Başçarşıdan dönerken Tarık Hosiç’in köftecisinde bu eski golcüyü buluyorum. Kovaçeviç’ten konuşuyoruz. Yugoslav olarak geldiği günlerden. Bosna’ya girerken Fener mi Galatasaray mı diye sorup Beşiktaş cevabını alınca gözleri parlayan hudut görevlisi düşüyor aklıma. Beşiktaş demek Çarşı demek. Biz zaten BaşÇarşıdayız.
Visegrad’a gelip Drina Köprüsünün resmini çekerken Nejat'ı anımsıyorum ve Visegrad’ın 1991’de %30 olan müslüman nüfusunun 1997’de %1’e düştüğünü okuyorum.
Saraybosna’da da herkes 1993’de ölmüş. Evlerin üzerindeki kurşun delikleri dün açılmışçasına canlı. Tek bir sokak köpeği yok sokaklarda. Kurşunlar sadece insanları değil köpekleri de yok etmiş olmalı.
Soykırım ve katliamı anan müzelerin hepsi ücretli . Katliamı izlemek için ücret ödemek tuhaf geliyor. Parasında değilim. TİKA’nın da katkı verdiği sergiye yöneliyoruz . O da ücretli çıkıyor. Yine de giriyoruz ama sitem etmeden durmuyoruz kapıdaki genç kıza.
İşte o zaman Saraybosna’dan ayrılırken de bizi Sırbistan’a hoş geldin pankartının neden uğurladığının da sırrına eriyoruz.
“Bu normal bir ülke değil” diyor
“Katliamı Sırplar kabul etmiyor” diyor
“Böyle bir müze için kamusal kaynaklar kullanılamıyor” diyor
“2 milyon müslüman var ve hala güvende değil” diyor
Güçsüz olmanın zorluğunu gözlerinde nemle anlatıyor.
Saraybosna’dan ayrılırken bir podcast açıyorum. Özal zamanından beri tanıdığım Ahmet Tezcan Aliya’yı anlatıyor.
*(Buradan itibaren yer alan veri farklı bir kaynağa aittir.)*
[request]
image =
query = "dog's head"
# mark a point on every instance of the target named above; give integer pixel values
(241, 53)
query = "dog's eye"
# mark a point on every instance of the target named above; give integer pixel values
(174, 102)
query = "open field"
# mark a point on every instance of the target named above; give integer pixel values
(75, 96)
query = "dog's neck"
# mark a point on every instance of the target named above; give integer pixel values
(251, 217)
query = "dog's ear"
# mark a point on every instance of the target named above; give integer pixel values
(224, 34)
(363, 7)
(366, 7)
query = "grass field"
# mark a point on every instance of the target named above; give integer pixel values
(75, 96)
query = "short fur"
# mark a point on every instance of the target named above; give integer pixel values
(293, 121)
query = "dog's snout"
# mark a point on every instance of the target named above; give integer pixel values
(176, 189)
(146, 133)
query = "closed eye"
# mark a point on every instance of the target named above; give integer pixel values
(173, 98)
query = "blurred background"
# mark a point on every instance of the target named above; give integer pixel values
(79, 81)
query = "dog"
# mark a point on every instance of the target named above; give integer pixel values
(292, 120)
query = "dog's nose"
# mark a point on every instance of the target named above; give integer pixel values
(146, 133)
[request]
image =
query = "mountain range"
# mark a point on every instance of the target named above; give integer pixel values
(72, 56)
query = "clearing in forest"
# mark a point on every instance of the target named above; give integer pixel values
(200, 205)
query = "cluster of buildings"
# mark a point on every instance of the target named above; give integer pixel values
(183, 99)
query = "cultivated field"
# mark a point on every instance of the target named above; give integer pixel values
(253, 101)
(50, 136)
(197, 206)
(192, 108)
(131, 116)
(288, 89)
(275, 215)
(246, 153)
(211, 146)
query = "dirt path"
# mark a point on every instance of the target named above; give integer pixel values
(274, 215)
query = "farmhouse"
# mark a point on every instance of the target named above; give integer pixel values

Amerikalıların sadece Boşnaklardan ibaret Bosna projesini reddetmiş. Bir idealist olarak kolay olanı değil zoru yani Boşnakların Hırvat ve Sırplarla beraber yaşaması seçeneğini seçmiş.
Müzedeki kızın gözündeki nem ve Bilge Kral’ın( Ahmet Tezcan buna şerh düşüyor gerçi o krallığı kabul etmezdi diyor) tercihi arasındaki diyalektiği düşünüyorum.
Bosna’yı sessizce geride bırakıyorum. Rumeli Valisi Hurşit Paşa’nın Sırp isyancılarının kellerinden kule yaptığı Niş’e varıyorum.
Serebrenica sokaklarında “Türklerden intikam aldık” diye bağıran Çetnikler geliyor aklıma. İvo Andriç’e Nobeli veren kurulun her bir üyesini saygıyla anıyorum.